Todos os elementos místicos de Duna, os quais roçam o sobrenatural, têm origem na racionalidade científica, são fruto de uma intervenção tecnocientífica destinada a transformar o devir da humanidade.
Segundo este autor, uma obra entra na esfera da ficção científica se contiver, no mínimo, uma das três seguintes características: estar “ligada ao desenvolvimento científico e às suas consequências”; aquilo que é extraterrestre surge representado na forma do “outro”, com as suas diferenças em relação ao “nós”, os terráqueos; tem de estar relacionada com a evolução e futuro da espécie (ou, pelo menos, da sociedade) humana.
Efetivamente, Duna encaixa-se na primeira e última destas características, pois todos os seus elementos místicos, os quais roçam o sobrenatural, têm origem na racionalidade científica, são fruto de uma intervenção tecnocientífica destinada a transformar o devir da raça humana.
No entanto, o que não faltam são películas, capazes de reunir uma ou todas estas condições, que transvasam para outros géneros, sem que a ficção científica seja a mais marcante. É o caso de Alien: O 8º Passageiro, de Ridley Scott (1979), um filme que, para sermos mais rigorosos, pertence mais ao género de terror. As fronteiras entre diferentes géneros são ténues e estão longe de serem estanques.
Se quisermos ser mais puritanos, para separar o trigo do joio, a distinção que Éric Dufour apresenta em seguida é lapidar, enfiando Duna dentro da luva da ficção científica:
“Enquanto a ficção científica apresenta sempre um momento situado no tempo e está intimamente ligada a um sentido histórico, a fantasy [o fantástico], pelo contrário, apresenta um momento sempre sem história, logo sem devir (nem passado nem futuro), completamente bloqueado num estádio que de nada provém e a nenhum lado irá. […] Onde a ficção científica argumenta com a capacidade do Homem [do ser humano] para defrontar a natureza e dominá-la, a fantasy sublinha a naturalidade do Homem e as forças inefáveis e indizíveis da natureza.”

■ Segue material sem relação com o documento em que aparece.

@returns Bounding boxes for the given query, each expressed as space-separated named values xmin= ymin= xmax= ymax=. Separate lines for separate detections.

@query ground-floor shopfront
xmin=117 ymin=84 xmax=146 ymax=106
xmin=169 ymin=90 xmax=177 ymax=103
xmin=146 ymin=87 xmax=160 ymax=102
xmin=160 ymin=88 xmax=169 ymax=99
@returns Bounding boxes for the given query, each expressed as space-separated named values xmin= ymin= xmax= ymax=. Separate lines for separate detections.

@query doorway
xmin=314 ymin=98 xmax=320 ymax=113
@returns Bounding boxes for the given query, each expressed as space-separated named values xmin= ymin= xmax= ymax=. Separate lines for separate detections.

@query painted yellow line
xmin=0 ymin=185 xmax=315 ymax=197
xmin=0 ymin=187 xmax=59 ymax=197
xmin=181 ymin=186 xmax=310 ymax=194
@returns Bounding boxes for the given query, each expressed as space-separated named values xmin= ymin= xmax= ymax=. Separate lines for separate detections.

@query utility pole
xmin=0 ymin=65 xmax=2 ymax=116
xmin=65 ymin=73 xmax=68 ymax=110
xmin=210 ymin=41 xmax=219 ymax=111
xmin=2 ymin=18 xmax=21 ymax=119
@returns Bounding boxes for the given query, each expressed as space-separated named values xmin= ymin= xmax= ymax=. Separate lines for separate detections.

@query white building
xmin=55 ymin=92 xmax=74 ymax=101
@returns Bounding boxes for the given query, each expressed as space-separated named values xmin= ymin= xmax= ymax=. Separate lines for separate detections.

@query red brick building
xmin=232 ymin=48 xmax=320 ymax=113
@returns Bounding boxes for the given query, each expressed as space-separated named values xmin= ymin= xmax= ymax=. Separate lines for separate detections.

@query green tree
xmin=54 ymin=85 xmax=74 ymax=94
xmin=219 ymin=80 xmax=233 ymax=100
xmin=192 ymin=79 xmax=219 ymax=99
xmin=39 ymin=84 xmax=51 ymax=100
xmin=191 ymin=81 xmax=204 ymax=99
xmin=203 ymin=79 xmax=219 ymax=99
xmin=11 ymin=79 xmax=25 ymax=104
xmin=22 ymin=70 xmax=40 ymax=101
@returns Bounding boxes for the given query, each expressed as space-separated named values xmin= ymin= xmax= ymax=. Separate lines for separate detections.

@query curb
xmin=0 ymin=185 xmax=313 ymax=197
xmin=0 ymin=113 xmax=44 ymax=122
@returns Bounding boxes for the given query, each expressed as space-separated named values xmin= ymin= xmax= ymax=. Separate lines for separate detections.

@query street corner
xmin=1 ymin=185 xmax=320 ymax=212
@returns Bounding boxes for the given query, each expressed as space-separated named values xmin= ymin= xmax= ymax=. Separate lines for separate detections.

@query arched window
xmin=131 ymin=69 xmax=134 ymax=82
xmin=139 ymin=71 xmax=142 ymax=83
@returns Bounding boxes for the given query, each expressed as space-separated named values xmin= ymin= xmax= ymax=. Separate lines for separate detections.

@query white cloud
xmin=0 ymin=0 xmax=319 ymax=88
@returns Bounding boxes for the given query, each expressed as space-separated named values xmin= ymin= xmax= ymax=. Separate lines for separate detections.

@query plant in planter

Apesar de serem dois géneros diferentes, Dufour relembra que podemos estar diante de duas maneiras diferentes de interpretar um mesmo facto ou acontecimento. Tanto assim é que na segunda trilogia de A Guerra das Estrelas George Lucas troca o misticismo (o fantástico), como forma de explicar a existência da "força", por um argumento bem mais racional e científico: afinal, tudo se deve a criaturas microscópicos – os midiclorianos – que vivem dentro dos seres vivos, em simbiose com eles, dando-lhes acesso a poderes que mais ninguém tem.